There was not a great deal of time for the delegation to do its work. It spread its message across the UN – to NGOs, to an unknown number of diplomats from various countries’ missions, and to representatives from the UN Office of the High Commissioner for Human Rights – in a matter of days.
There then followed a period of intense debate over the three days between the delivery of the final draft and delivery of the statement, on 14 September. A diplomat from the Swiss mission was said to be particularly angered by the removal of the word “torture”, locking horns with his British counterpart.
Most of the countries who eventually signed the resolution did so over the weekend – but Britain did not. It waited right up until the final hours to sign, presumably in an attempt to pressure the Swiss into making more changes. If fewer than 47 countries signed up (the number that had signed a statement about Bahrain in 2014) it could look like the world was less concerned about human rights in Bahrain than it had been the year before. But in the end, only 33 countries, including Britain, signed it.
This was just the latest in a series of interventions that had worried campaigners that year. Concerns had already been raised over the establishment of a new British naval base in Bahrain, which the Bahraini government is helping to fund.
After the plans were announced, Bahraini opposition leader and human rights activist Nabeel Rajab, one of a number of activists who have been jailed over their criticism of the Bahraini authorities, described the base as “a reward to the British government for the silence they provided on human rights abuses in Bahrain, and for their continued support of this tyrannical and corrupt regime".
In March, Bahraini police detained human rights activist Zainab al-Khawaja, who is now being held in prison with her 1-year-old son. Last month, the Bahraini authorities reportedly arrested a singer, Sayed Hasan Alawi, for reciting a poem deemed critical of the regime. Days later, while noting that “challenges remain”, the Foreign Office’s annual human rights report claimed “progress on human rights in Bahrain throughout 2015”.
Even before the CSSF was used, evidence given to parliament by the monitoring group Bahrain Watch stated that Foreign Office and Ministry of Defence ministers “have not always been forthcoming with their itineraries” regarding Bahrain until MPs have questioned them, while the details of the meetings have been left, in the campaigners’ words, “opaque”.
Cabinet Office sources told BuzzFeed News that all joint statements require negotiation, and as such the mission was “in line” with the UK’s aims on Bahrain, stated as “[supporting] Bahrain in its return to a stable and reformist state, with a good human rights record”.

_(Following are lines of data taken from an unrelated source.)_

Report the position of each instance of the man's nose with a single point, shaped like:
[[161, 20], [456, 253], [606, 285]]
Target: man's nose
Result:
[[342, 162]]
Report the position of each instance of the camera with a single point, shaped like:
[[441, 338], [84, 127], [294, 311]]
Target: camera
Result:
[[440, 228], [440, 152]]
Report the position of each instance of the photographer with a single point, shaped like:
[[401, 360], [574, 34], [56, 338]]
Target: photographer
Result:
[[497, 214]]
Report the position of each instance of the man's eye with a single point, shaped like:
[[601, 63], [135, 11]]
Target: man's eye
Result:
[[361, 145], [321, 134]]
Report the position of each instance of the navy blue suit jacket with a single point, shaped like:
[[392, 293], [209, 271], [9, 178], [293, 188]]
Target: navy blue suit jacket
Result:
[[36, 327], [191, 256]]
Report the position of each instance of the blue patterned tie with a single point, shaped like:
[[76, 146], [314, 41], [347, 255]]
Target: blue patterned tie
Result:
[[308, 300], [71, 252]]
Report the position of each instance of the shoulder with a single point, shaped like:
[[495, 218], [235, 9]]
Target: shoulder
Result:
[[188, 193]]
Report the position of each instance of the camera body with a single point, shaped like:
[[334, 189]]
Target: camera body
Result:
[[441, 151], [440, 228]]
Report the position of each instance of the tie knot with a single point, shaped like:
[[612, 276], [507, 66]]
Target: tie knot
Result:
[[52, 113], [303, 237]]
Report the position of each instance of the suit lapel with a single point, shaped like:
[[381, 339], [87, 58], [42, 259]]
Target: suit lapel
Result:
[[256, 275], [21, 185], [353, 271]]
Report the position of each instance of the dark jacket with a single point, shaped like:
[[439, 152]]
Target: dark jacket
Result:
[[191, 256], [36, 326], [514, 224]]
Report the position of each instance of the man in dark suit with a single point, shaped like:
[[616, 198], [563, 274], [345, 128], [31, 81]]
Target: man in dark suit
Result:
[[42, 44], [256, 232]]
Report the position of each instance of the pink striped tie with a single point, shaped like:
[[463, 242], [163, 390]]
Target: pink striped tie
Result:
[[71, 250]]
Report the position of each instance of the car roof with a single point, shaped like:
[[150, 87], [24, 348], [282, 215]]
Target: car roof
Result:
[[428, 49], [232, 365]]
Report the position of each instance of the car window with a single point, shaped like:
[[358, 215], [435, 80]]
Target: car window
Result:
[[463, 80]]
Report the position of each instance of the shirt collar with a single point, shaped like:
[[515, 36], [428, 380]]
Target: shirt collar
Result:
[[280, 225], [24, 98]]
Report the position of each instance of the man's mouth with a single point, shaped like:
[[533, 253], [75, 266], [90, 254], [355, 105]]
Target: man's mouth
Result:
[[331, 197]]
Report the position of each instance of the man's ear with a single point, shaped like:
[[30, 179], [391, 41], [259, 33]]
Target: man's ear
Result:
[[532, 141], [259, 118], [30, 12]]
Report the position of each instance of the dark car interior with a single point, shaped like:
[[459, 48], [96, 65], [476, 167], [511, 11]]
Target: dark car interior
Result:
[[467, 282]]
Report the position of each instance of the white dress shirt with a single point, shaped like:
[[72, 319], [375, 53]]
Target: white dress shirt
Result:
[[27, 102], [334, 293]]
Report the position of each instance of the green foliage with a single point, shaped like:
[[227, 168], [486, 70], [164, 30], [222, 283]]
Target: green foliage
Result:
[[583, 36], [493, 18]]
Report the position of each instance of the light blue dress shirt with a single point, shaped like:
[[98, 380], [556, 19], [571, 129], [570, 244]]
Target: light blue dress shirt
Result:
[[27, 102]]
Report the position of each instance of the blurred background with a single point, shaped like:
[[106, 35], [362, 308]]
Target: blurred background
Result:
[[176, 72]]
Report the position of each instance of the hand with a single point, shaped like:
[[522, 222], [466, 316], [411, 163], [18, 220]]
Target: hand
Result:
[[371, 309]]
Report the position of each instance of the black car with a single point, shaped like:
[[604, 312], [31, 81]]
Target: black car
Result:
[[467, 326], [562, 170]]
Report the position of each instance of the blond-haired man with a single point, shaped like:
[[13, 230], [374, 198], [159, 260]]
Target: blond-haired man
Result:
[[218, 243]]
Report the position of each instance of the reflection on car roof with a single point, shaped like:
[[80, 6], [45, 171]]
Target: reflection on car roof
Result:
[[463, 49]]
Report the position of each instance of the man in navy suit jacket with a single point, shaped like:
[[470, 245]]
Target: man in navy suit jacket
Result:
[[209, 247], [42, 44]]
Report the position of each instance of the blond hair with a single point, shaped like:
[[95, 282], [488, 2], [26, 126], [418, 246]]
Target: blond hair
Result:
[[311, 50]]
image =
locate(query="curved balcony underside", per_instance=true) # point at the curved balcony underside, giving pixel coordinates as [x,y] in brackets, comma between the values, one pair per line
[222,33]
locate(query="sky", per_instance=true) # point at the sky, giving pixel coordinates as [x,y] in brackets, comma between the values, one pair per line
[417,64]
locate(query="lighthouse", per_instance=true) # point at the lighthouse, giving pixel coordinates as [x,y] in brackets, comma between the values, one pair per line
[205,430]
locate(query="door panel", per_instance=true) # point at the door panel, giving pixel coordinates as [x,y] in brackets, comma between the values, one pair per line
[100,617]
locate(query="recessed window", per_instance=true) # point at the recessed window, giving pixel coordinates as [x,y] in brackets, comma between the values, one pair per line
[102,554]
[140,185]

But according to Sayed Ahmed Alwadaei, director of advocacy at the Bahrain Institute for Rights and Democracy, the regime’s “strongest public relations entity” is now the UK government.
“While turning a blind eye to the abuses of Bahrain is one thing… promoting non-existing reforms is entirely another, and sends the message that, as long as you're an ally of London, you can abuse your people with impunity," he said.
“When the UK government increased its defensive partnership with Bahrain to re-establish its navy base, it appears to have effectively agreed to whitewash Bahrain's image to the international community.”